Now in many parts of the world, the electrical system is undergoing two major transitions, which are briefly described as 1) decarbonisation, i.e. of the existing grid, and 2) distributed energy resources (DERs), i.e. mainly rooftop solar PV, along with greater electrification in households and transport. These transitions are already leading to different dynamics at all levels as large conventional generators (fossil fuel, nuclear) give way to high levels of converter-fed generation, adding grid energy storage and a new demand-side structure including EVs, batteries and DERs. These technologies and associated changes in policies, regulations and markets will render the aforementioned analysis and control methods and structures obsolete with many new problems. Given emissions targets by dates typically between 2025 and 2050, there is no luxury of 100 years to solve them one by one. In particular, the future control problem can now be viewed as basically an end-to-end distributed one using limited flexibility in generation, network and demand-side resources, all embedded in the changing weather system. This creates many new opportunities for research and development, which will use systems, decision and control and related computing sciences.
The talk will firstly review power network dynamic analysis and control around the themes of exploiting network structure, data availability and recent learning approaches to address the classical problems of computing stability limits for synchronization, frequency and voltage stability. Then the opportunities for research on the new problems arising in the energy transitions will be addressed. In particular, the capability for system resilience beyond security and reliability remains a major goal to be achieved.
Bio: David J. Hill is Professor Emeritus in the School of Electrical and Information Engineering, The University of Sydney, Australia. In November 2022 he will become Professor of Power and Energy Systems in the Department of Electrical and Computer Systems Engineering, Monash University, Melbourne, Australia. During 2013-2020, he held the Chair of Electrical Engineering at the University of Hong Kong. He has also held academic and substantial visiting positions at the universities of Melbourne, California (Berkeley), Newcastle (Australia), Lund (Sweden), Munich, City University of Hong Kong, Australian National University and The University of NSW Sydney.

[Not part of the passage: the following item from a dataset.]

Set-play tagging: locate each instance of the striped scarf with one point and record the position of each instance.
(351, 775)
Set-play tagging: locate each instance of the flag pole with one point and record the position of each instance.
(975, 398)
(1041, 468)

His research activities have been in power and energy systems, control systems, networks, learning systems and stability analysis. His work is now mainly focussed on issues for future energy and power networks where he aims to bring systems and information sciences to accelerate the clean energy transition. He is also a consultant in the area of power and energy issues in Australia and internationally. He is a Fellow of SIAM, IFAC, the Australian Academy of Science, the Australian Academy of Technological Sciences and Engineering and the Hong Kong Academy of Engineering Sciences. He is also a Foreign Member of the Royal Swedish Academy of Engineering Sciences. He received the 2021 IEEE Power and Energy Society Prabha S. Kundur Power System Dynamics and Control Award.